Dans ce cadre social et politique ces ouvriers et techniciens chercheront une alternative à la grande industrie sur le territoire vénitien. Ils trouveront cette alternative, d’une part, par la création d’un système de coopération-social, dans la formation des petites entreprises. Et d’autre part, ils rechercheront des partenaires pour écouler leur production.
Bien entendu, Benetton avait compris la portée politique de l’avènement de 68 en Italie et ses répercussions sur les formes culturelles et sociales porteuses d’avenir dans la société italienne : car les années 70 ont conféré à Benetton, la possibilité de capter le savoir-faire industriel et socioculturel de ces ouvriers et de ces techniciens.
Ces derniers se sont retrouvés libres sur le territoire et dans une coopération nouvellement retrouvée[[Lazzarato, Moulier, Negri, Santilli, Des entreprises pas comme les autres, Benetton en Italie le Sentier à Paris, Publisud.. Cette coopération était déjà bien avancée quand Benetton faisait ses premiers pas.
Son projet innovateur put ainsi se développer parce que cette réalité productive était déjà bien constituée.
C’est à travers plusieurs étapes que Benetton a pu modeler son projet : d’abord avec la décentralisation de sa production et l’externalisation des activités commerciales. Ensuite à travers la création d’une filiale crédit-leasing, il pu prêter aux PMI-PME et donc contrôler son réseau de sous-traitants.
Enfin avec ce tissage d’activités, il a pu prétendre avec ses fournisseurs de matières premières à un rapport d’exclusivité, avec la certitude et la flexibilité de l’approvisionnement.
Sa première victoire est donc représentée par sa capacité à fédérer cet espace de productivité sans avoir aucune responsabilité, à travers une nouvelle notion du management : l’administration des flux sociaux : flux de crédit, culturels, techniques, de désir.
Cette dimension du problème, changera la figure et la nature de l’entreprise Benetton, dont le chef d’entreprise deviendra plus un homme exerçant une relation « politique » qu’un chef d’entreprise, pris par des problèmes de gestion comptable.

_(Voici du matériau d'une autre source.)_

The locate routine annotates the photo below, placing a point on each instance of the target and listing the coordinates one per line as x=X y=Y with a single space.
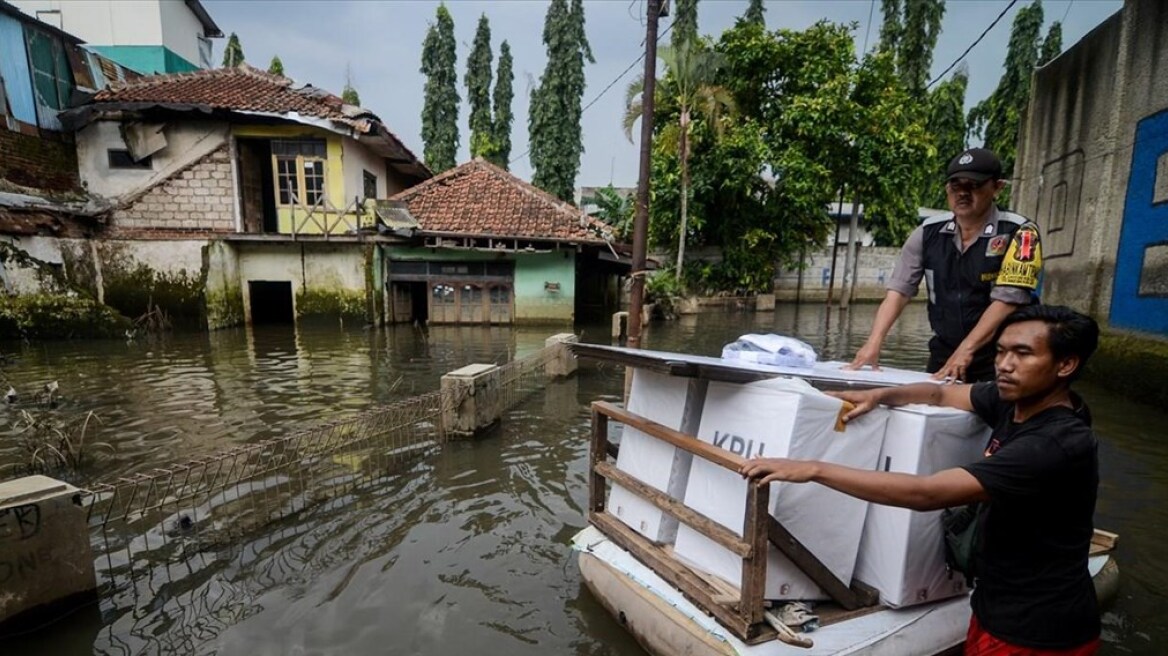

C’est bien la nature de ce basculement qui portera la firme Benetton à introduire un nouveau concept publicitaire : en effet, entre les premières apparitions publicitaires sur les médias de Benetton lui-même, avec comme message les vêtements colorés et jeunes et par la suite la stratégie de « united colors of Benetton » de la deuxième phase, se clarifie le saut qualitatif de sa communication.
Benetton entre définitivement dans la vie publique, affiche ses convictions et incite le consommateur à participer à son « débat ». La publicité devient alors la représentation des drames bien réels du monde, à travers la cruauté de ses images. La publicité franchit un nouveau niveau de puissance, car les campagnes publicitaires sont devenues des campagnes d’opinion publique.
La marchandise Benetton envahit l’espace publique et contribue ainsi à la construction de la pensée de l’opinion publique, dans son nouveau rôle d’acteur politique.